Kebetulan hari ini ada pelajaran Matematika dan karena ulangan kemarin yang remedial hanyalah Vivi seorang, alhasil ia di suruh menghadap ke kantor guru untuk menemui Pak Hasan.

"Vivi, pulang sekolah kamu ke ruangan Bapak yah."

"Jangan lupa bawa kertas selembar dan alat tulis."Vivi hanya mengangguk sebagai jawabannya.

Sesuai perintah Wali Kelasnya, sepulang sekolah Vivi mendatangi ruang guru. Ternyata Pak Hasan sudah menunggunya sedari tadi.

"Dari mana saja Nak?"

"Maaf Pak, tadi saya ke toilet dulu."

"Ya sudah tidak apa, silahkan duduk." Pak Hasan mempersilahkan Vivi duduk pada kursi yang ada di hadapannya.

Vivi membuka tasnya dan mengeluarkan kertas serta tempat pensilnya untuk remedial. Pak Hasan memberikan soal ulangan yang kemarin, untung saja soalnya yang kemarin. Ia jadi sudah tau apa saja yang harus di kerjakan karena sebelumnya ia sudah diajarkan oleh Amirah teman sebangkunya.

Disela-sela dirinya mengerjakan remedial, Pak Hasan membuka obrolan.

"Kamu Kakaknya Chika yah Vi?"

"Iya Pak. memangnya ada apa?" Tanya Vivi tanpa mengalihkan pandangannya dari kertas soal.

"Tidak apa-apa, hanya saja Bapak kok baru tahu kalau kalian adik kakak."

"Bapak kira kalian hanya sebatas teman bercanda di kelas."

Vivi mengerutkan keningnya, "Bapak tau dari siapa kalo kami ini adik-kakak."

Bisa Vivi tebak, Pak Hasan pasti tau hal ini dari Chika.

"Dari Chika."

Nah! benarkan dugaan Vivi. Mendengar itu Vivi hanya ber'Oh'ria.

"Bapak perhatikan kalian akhir-akhir ini jarang sekali ngobrol yah? biasanya kelas berisik karena kalian, sekarang jadi hening."

"Apa kalian sedang ada masalah satu sama lain?"

Vivi hanya membalasnya dengan tawa kecil.

"Iya ada, penyebab masalahnya adalah anda pak. Gara-gara anda saya jadi berantem!" Gumam Vivi dalam hati.

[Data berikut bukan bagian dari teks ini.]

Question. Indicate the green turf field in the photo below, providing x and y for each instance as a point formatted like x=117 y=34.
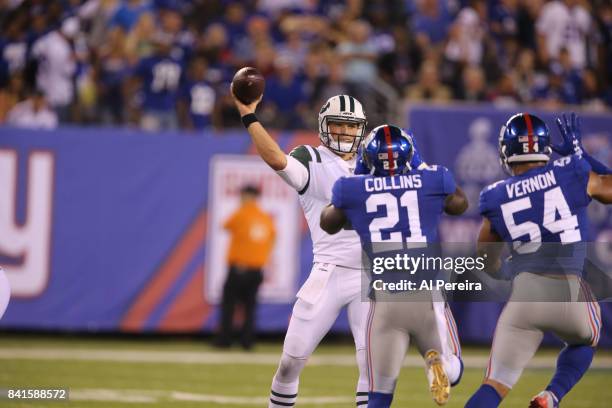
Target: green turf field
x=188 y=373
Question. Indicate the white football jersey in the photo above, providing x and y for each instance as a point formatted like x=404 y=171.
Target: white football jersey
x=314 y=187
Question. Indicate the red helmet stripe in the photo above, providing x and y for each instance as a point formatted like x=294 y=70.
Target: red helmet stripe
x=387 y=130
x=529 y=131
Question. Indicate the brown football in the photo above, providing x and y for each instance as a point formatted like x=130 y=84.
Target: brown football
x=248 y=85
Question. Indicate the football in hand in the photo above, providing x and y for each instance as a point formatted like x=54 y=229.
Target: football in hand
x=248 y=85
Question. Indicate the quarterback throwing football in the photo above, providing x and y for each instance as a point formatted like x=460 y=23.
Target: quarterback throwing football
x=335 y=280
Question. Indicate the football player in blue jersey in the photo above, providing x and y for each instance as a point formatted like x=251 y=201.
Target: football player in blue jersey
x=399 y=201
x=542 y=206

"Jika kalian ada masalah, cepatlah selesaikan. Tidak baik loh jika keluarga saling bertengkar satu sama lain yah Nak."

"Iya pak, saya akan segera menyeselaikannya."

"Kasian Chikanya, dia sedih karena kakaknya." Ucap Pak Hasan.

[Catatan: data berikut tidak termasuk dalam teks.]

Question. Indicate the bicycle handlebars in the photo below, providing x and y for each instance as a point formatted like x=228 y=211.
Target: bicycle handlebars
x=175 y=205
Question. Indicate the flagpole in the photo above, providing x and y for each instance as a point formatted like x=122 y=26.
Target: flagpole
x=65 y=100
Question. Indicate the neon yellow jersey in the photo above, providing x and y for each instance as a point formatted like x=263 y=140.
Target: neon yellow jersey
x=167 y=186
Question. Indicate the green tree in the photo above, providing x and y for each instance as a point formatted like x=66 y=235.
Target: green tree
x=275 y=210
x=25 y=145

Vivi hanya mengangguk dan menyelesaikan remedialnya. Dalam hati ia mengomel, bagaimana bisa Pak Hasan tau jika Chika sedang bersedih? kekesalan Vivi muncul kembali, di balik senyum yang ia tunjukkan pada orang dengan julukan Guru tertampan se-SMAN 1 Chakra Natta ini ada amarah yang menggebu-gebu.

"Bapak juga kelihatannya cukup dekat yah dengan adik saya."

"Ah, cuma perasaan kamu saja kali." Ucapnya tersenyum tipis.

"Masa sih Pak cuma perasaan saya? kok saya sering yah liat Bapak sama adik saya di taman pulang sekolah?"

Ucapan Vivi membuat Pak Hasan diam seketika, sepertinya karena emosi jadi Vivi keceplosan. Vivi juga kaget dengan apa yang dia ucapkan. Tamat sudah riwayat Vivi, Pak Hasan pasti mengira dia menguntit mereka. Namun sedetik kemudia Pak Hasan tertawa-tawa.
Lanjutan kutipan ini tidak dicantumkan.